Like virtual choir, the virtual orchestra learns material that is specific to their musical ability. Though all of the virtual students are taught in the same period, the period is split into three 15 minute sections with one period for each of the major orchestras — Philharmonic, Sinfonia and Chamber. The students learn the music that the in-person students do, and complete playing assignments.

Orchestra Director Allison Washler executes beats and tempos. (Brooke Luther)

The orchestra has also been working on music for its fall concert. Like choir, Orchestra Director Allison Washler is planning on having students pre-record the program instead of having an in person concert, which will be available on a virtual platform.

“It’s just a great way to be able to hold a concert without having to risk anybody getting sick,” sophomore and cello player William Cleland said. “It also provides a great way for people who weren’t able to attend the concert in person to be able to [listen to] the concert later.”

The orchestra is also exploring music history and theory in class. Each week, the students read about an aspect of music theory and take a quiz on it, which gives them a chance to expand their musical knowledge.
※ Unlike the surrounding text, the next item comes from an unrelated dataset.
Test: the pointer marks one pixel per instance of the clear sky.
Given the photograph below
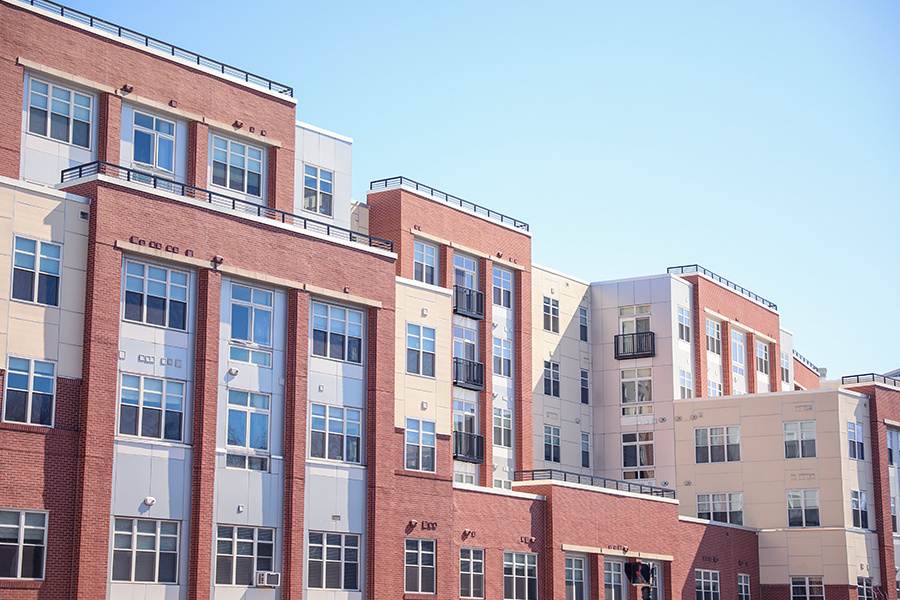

During band practice, several step markings put at least ten feet of distance between students while they march. The students wear normal masks while rehearsing their performance and put on different masks that have holes for the instruments when they need to play.

Sophomore and clarinet player Akshirtha Selvakumar believes changing masks when necessary is comforting for many band members.

The band wears masks with holes in them to play their instruments. (Amber Luther)

“It’s kind of making them feel safer, which is a big thing that Mr. Jones and the directors have been talking about,” Selvakumar said. “Making all of us feel comfortable, no matter what our stress level is about this.”

This year’s marching band performance has been altered to minimize contact and follow the UIL social distancing guidelines. Instead of bleachers, the band will sit in folding chairs in the end zone during the game to maximize social distancing.

Rehearsals and football game performances are optional for virtual band members. Color guard and band started rehearsing together two weeks ago and performed at the football game on Sept. 25. Groups of band members also recorded themselves playing school songs for the virtual patriotic pep rally.